There are significant differences between the two laws. Under the U.S. UCC a contract for the sale of goods for the price of $500 or more is not enforceable unless there is sufficient writing to prove such a contract. The International UCC does not require a writing.

The U.S. UCC has a parole evidence rule which provides that if the parties have a final and complete contract, evidence of prior agreements or negotiations are not admissible to contradict the writing. The International UCC does not ban that evidence.

The International UCC looks at the “subjective intent” of the party to the contract- what is in the party’s mind when entering into the contract. In contrast, the U.S. UCC determines the intent of the parties based on statements and acts that are communicated to the other party- internal thoughts are not considered.

If the International UCC governs a contract, a U.S. business person will have to deal with rules that are different from the rules and may be contrary to their business instincts.

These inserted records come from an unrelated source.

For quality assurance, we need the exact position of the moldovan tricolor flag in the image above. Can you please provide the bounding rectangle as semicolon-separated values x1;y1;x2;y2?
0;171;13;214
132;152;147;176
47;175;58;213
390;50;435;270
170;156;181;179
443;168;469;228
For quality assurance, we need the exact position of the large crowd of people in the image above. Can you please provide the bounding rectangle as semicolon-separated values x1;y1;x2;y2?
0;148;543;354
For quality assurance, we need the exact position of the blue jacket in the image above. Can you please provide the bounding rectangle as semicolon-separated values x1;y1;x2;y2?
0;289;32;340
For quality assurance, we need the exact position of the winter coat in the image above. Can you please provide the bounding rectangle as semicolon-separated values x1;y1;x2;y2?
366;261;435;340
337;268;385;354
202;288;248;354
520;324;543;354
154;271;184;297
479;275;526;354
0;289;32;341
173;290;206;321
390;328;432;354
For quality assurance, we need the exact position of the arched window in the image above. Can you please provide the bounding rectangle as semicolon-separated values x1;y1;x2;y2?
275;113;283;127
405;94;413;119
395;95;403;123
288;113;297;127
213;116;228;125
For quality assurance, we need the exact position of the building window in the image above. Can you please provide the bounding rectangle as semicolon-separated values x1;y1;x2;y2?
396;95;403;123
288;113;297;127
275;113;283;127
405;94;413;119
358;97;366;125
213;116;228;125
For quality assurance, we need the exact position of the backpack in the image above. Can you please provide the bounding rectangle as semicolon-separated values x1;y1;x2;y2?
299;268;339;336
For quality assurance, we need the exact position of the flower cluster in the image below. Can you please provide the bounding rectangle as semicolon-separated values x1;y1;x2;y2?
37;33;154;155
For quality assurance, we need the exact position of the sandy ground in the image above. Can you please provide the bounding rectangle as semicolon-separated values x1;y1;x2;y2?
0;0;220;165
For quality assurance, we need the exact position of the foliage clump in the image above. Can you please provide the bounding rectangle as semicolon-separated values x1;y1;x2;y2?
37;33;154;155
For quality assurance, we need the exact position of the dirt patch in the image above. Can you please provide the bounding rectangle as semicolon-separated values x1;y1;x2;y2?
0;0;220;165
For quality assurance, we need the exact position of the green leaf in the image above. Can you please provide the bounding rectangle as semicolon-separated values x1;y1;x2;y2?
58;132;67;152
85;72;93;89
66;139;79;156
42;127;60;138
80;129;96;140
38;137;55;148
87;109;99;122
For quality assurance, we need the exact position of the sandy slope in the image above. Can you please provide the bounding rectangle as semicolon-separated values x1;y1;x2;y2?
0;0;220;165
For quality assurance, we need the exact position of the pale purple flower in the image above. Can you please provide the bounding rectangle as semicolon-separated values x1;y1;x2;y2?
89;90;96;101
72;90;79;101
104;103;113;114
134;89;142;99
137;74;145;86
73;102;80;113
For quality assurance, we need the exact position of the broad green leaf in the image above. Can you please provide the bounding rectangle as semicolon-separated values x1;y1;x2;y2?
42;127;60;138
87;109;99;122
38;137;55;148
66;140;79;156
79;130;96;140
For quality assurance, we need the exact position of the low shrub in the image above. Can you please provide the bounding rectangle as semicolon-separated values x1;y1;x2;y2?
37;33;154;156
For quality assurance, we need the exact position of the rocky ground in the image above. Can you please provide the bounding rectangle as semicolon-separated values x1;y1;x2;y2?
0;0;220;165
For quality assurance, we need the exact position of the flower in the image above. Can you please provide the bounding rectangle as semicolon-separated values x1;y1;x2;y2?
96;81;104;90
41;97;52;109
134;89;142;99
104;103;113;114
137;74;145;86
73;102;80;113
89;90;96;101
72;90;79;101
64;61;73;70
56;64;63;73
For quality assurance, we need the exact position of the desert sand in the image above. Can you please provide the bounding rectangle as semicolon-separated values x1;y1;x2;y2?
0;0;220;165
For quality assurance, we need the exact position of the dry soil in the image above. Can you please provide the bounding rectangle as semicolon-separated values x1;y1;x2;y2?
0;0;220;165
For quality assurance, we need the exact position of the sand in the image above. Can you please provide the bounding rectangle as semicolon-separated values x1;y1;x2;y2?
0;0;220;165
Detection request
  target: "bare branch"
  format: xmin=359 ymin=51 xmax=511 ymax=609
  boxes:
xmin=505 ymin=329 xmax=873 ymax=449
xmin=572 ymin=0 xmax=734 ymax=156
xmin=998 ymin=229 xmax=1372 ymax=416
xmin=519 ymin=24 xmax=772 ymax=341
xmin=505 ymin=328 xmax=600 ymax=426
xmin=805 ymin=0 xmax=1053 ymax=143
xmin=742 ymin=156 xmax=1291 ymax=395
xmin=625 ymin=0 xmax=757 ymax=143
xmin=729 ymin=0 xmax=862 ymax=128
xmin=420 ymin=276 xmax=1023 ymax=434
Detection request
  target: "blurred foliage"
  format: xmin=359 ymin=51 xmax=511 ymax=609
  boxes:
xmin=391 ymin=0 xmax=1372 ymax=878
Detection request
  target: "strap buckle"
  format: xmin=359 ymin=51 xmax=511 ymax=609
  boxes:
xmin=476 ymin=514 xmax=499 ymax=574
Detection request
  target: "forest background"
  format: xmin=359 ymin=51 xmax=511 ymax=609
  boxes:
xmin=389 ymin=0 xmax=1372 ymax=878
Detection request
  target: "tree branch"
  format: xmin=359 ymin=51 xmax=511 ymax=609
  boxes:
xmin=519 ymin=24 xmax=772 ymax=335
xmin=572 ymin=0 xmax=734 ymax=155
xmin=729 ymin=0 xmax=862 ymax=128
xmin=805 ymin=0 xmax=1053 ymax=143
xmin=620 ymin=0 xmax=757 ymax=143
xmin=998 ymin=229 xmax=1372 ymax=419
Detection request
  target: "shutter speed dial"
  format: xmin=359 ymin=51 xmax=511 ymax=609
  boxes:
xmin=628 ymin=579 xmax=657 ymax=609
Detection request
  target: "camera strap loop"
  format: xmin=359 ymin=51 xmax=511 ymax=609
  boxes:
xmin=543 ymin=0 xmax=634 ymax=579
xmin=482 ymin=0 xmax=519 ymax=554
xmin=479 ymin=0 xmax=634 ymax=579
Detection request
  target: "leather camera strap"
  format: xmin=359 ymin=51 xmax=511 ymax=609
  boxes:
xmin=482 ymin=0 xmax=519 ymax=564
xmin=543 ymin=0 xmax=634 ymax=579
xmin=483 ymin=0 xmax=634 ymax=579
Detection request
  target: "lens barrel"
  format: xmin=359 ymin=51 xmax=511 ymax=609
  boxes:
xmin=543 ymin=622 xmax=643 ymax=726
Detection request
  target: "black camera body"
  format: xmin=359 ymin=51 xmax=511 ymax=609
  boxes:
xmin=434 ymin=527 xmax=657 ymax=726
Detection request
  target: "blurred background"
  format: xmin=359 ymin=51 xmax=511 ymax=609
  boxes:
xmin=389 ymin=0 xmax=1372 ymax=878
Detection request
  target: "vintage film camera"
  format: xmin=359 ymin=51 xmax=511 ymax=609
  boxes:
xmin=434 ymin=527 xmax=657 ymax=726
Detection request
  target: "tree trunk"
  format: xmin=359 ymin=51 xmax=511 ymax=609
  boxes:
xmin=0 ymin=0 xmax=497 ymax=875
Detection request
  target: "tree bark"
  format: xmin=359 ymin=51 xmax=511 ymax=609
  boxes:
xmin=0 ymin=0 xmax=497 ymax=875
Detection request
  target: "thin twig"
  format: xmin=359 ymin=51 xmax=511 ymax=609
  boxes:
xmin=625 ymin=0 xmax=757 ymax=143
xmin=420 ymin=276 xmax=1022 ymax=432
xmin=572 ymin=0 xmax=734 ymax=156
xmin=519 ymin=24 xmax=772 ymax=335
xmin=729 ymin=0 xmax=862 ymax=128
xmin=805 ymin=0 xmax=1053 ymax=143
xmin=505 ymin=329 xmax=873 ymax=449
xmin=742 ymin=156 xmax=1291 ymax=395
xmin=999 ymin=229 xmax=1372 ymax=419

Their attorney may not be educated on the International UCC.

If it has the negotiating power, a United States company when entering into a sales contract with a company outside of the U.S., should include in the contract a clause that negates the application of the International UCC. That clause should first select the state law that applies and follow that with:

The United Nations Convention on Contracts for the International Sale of Goods does not and will not apply to this contract.

That clause may go a long way if a U.S. company has a dispute over a sales contract with an international company.  The courts have held that a contract that simply says that a particular state law applies does NOT negate the International UCC. Instead, the language must specifically state that the International UCC does not apply.